Throughout the course of the week, parts of the city felt a warzone. Explosions and gunfire echoed around the shattered streets, while activists rushed moaning youngsters back from the frontline under the flicker of failing street lamps.

But although this week’s violence seemed like it had erupted from nowhere, it was in fact the culmination of months of grievances.

Protesters had long bemoaned the ruling general’s prolific use of the military court system to try thousands of civilians, while the detention of journalists and bloggers suggested a ruling elite which had no intention of forsaking the norms of Mubarak-era despotism.

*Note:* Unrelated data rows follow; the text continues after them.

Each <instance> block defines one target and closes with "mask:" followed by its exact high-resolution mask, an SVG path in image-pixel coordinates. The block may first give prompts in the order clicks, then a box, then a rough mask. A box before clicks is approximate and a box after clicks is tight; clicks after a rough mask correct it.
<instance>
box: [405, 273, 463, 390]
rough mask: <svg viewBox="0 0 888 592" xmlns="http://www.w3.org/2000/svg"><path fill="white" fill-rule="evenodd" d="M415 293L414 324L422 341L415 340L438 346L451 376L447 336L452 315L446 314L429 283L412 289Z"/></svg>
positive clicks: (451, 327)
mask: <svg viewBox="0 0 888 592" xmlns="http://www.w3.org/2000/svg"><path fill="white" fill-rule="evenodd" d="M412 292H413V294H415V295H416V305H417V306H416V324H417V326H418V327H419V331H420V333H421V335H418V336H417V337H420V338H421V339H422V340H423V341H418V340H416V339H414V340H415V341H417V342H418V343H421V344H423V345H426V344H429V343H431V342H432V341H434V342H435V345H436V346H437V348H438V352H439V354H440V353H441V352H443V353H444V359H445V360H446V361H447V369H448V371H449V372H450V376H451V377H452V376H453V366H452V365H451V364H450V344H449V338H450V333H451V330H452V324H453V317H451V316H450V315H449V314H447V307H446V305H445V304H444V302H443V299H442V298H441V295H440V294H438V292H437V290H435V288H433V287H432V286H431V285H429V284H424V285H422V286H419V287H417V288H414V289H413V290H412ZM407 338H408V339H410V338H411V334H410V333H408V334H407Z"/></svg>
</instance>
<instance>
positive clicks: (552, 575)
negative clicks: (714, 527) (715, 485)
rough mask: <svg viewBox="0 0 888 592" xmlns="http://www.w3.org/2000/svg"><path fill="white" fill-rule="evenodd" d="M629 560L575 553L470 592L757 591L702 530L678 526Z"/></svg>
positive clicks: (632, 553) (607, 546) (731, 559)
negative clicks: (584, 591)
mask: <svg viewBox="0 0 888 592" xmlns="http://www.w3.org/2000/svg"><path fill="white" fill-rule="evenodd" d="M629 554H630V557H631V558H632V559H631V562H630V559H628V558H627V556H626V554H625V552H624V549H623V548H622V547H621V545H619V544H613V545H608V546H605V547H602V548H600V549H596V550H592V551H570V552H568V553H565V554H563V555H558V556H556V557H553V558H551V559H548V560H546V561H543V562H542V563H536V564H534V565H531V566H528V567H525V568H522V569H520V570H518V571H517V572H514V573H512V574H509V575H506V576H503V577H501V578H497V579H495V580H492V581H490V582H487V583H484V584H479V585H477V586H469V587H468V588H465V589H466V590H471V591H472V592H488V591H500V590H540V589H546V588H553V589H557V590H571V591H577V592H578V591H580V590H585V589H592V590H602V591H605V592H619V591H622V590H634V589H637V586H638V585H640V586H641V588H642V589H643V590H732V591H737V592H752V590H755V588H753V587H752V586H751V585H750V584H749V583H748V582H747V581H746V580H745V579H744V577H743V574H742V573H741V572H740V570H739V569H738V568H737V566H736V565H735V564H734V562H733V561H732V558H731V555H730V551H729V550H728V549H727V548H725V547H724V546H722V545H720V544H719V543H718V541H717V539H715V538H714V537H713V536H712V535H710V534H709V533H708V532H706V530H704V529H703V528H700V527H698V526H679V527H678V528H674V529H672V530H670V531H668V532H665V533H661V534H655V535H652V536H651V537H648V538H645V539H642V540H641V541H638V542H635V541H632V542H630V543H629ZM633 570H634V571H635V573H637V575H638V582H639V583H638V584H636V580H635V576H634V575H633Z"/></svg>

Things got worse in September when the military said it would be renewing the hated Emergency Laws following deadly clashes outside the Israeli embassy in Cairo.

But it was last month’s bloodshed following a mainly-Christian demonstration in the centre of the capital which really tarnished the generals.

The images of armoured cars swerving into crowds of demonstrators and allegations that the troops had opened fire on civilians was enough to convince many Egyptians that the people and army were no longer on the same limb.

Seen in that context, the attack by riot police on demonstrators last Saturday – and the violence that followed – appears in sharper relief.

The Military Council is banking on isolating those in Tahrir Square. It effectively said as much yesterday, when Maj. Gen. Mukhtar el-Mallah told reporters at a press conference that "we will not relinquish power because of a slogan-chanting crowd.”

But with demonstrators saying they will not leave the Square until the military immediately stands down - and the generals explicitly refusing to do so - surely it will not be long before the ceasefire brokered yesterday in Mohamed Mahmoud Street comes unstuck.